New Paradigms For A New Era

In the recent past, the biggest challenge was the pace of change. Things moved fast so we had to race to keep up. But over the next 20 years or so, we will be working with new technologies that we are just beginning to understand. That will greatly change the problems we will face. It won’t be just the pace of change, but the very nature of that change we will struggle with.
Consider quantum computing and neuromorphic chips, two post-Moore’s law technologies that are likely to become widely deployed after 2020 and that function very differently than traditional computing frameworks. While we know theoretically what the potential of these should be, in practical terms, we know very little. After all, nobody has ever used them before.
There are also completely new fields emerging such as genomics, nanotechnology and robotics, which are truly cutting edge technologies that require PhD level specialists to work with them. Unlike building a new iPhone app or creating a user interface, these won’t lend themselves to the old “iterate, adapt and pivot” approach, at least not for a few decades.
Another thing to consider will be resource constraints. There are relatively few trained specialists in areas like machine learning and those that are qualified are rumored to be paid like professional athletes. Few firms, outside of the likes of Google, IBM, Microsoft and a few others are able to compete for them.

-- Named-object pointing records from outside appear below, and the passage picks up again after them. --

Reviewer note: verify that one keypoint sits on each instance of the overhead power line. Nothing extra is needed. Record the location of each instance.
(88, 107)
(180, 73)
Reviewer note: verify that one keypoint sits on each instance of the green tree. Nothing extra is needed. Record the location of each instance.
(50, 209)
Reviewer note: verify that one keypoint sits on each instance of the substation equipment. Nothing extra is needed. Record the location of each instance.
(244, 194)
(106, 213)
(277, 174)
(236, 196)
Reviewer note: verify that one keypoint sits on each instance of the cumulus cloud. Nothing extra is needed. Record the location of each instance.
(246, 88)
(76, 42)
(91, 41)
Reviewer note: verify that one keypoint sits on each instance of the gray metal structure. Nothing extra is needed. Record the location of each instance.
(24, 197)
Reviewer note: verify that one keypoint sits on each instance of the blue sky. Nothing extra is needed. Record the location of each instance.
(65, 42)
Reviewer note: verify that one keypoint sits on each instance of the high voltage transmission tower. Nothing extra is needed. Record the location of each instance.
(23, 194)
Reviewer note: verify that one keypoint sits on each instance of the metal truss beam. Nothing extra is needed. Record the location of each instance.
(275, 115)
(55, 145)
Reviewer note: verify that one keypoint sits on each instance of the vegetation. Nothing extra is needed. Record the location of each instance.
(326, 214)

The Challenge Ahead: Overcoming The Valley Of Death

Over the past generation, innovation has mostly been an engineering problem. Software developers learned languages like Python and C++, which themselves were based on earlier languages, tracing their lineage all the way back to early ancestors like Fortran and COBOL. Chip and battery designs followed similar paths.
Now, however, we’re entering truly new territory and simply moving faster won’t be enough any more. The central challenge will be to bridge the gap—unaffectionately known in the scientific world as the “Valley of Death”—between discovery and commercialization. In the past, this has mainly been a government role, but in the years to come, the private sector will have to step up.
Rather than simply hacking their way to success, managers will find it increasingly important to identify and access new discoveries in the academic world. We’ll also need to create a new breed of innovative organization, which integrates the efforts of government agencies, academic institutions and private companies.
Dharemendra Modha, who leads IBM’s team developing neuromorphic chips told me, “We’re largely working in uncharted territory, so there is literally no one person on earth who has all the answers. Building a shared vision and a collaborative spirit among world-class scientists from a wide range of organizations has been absolutely crucial to our success.”
As we enter this new era of innovation, collaboration will become a key competitive attribute. It will no longer be enough to be agile and disrupt, we will have to discover and build.